We can also leverage NLP models as part of a collaborative filter in order to generate product recommendations for a given user/customer.

A common approach is constructing an **User-Item** Iteraction Matrix, where there are many sparse elements. We can then iteratively fill compute the User and Item matrices that will minimize the least square error. This class of algorithms is called **Alternating Least Square**.
![https://miro.medium.com/max/1400/1*xMxQL_V9CWeLggrk-Uyzmg.png](https://miro.medium.com/max/1400/1*xMxQL_V9CWeLggrk-Uyzmg.png).

See here for an [example of using collaborative filters in Spark](https://gist.github.com/ychennay/0dc72d5098aa209985feed1a6b4f6b96).

[Himanshu Kriplani, "Alternating Least Square for Implicit Dataset with code"](https://towardsdatascience.com/alternating-least-square-for-implicit-dataset-with-code-8e7999277f4b). 

#### Appendix: Mathematical Theory for Non-Negative Matrix Factorization

Derivations are from [Source Separation Tutorial Mini-Series II: Introduction to Non-Negative Matrix Factorization](https://ccrma.stanford.edu/~njb/teaching/sstutorial/part2.pdf).

We attempt to minimize the divergence $D$, between the original matrix $X$ and the product of the deconstructed $W$ and $H$ matrices:
$$
min(D(V||\hat{V}))
$$
For NMF, this means
$$
min_{W, H >= 0}(D(V||W\times H))
$$
This is read as *we want to select non-negative values for $W$ and $H$ that will minimize $D$*.

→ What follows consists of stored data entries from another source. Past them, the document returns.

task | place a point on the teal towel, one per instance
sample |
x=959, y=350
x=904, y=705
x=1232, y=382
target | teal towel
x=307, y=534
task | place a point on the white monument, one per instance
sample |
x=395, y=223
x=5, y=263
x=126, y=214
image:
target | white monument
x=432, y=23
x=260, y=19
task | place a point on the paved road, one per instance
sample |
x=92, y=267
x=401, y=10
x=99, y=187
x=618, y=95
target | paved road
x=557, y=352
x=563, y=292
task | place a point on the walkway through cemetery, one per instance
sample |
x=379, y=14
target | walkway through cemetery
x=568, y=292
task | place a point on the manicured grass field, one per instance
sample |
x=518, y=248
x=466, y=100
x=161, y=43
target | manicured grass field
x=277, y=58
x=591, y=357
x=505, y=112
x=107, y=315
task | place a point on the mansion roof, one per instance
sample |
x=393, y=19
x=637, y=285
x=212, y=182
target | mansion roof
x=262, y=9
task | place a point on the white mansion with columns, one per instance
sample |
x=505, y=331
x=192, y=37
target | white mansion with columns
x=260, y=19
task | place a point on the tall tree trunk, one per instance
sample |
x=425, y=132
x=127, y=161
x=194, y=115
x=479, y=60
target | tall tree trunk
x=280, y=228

There are many functions we can choose to approximate $D$ for examle, **Euclidean Distance**:
$$
D(V||\hat{V}) = \sum_{i,j}{(V_{ij} - \hat{V}_{ij})^{2}}
$$
However, in practice, we commonly select **[Kullback-Leibler Divergence](https://en.wikipedia.org/wiki/Kullback%E2%80%93Leibler_divergence)** to use for the divergence metric:      
$$
D(V||\hat{V}) = \sum_{i,j}{(V_{ij}log(\frac{V_{ij}}{\hat{V}_{ij}}) - V_{ij} + \hat{V}_{ij})}
$$
We can rewrite this as (by substituting $V_{ij}$ with $W\times H$):
$$
D(V||\hat{V}) = \sum_{i,j}{(V_{ij}log(\frac{V_{ij}}{W\times H}) - V_{ij} + W\times H)}
$$

From here, we can use [Jensen's Inequality](https://en.wikipedia.org/wiki/Jensen%27s_inequality) to rewrite this as 
$$
H^{\star}_{kj} = \frac{\sum{V_{ij}\pi_{ijk}}}{\sum{W_{ik}}}
$$
Here, $\pi_{ijk}$ is how much of the component $k$ to assign to the i-th document's j-th feature.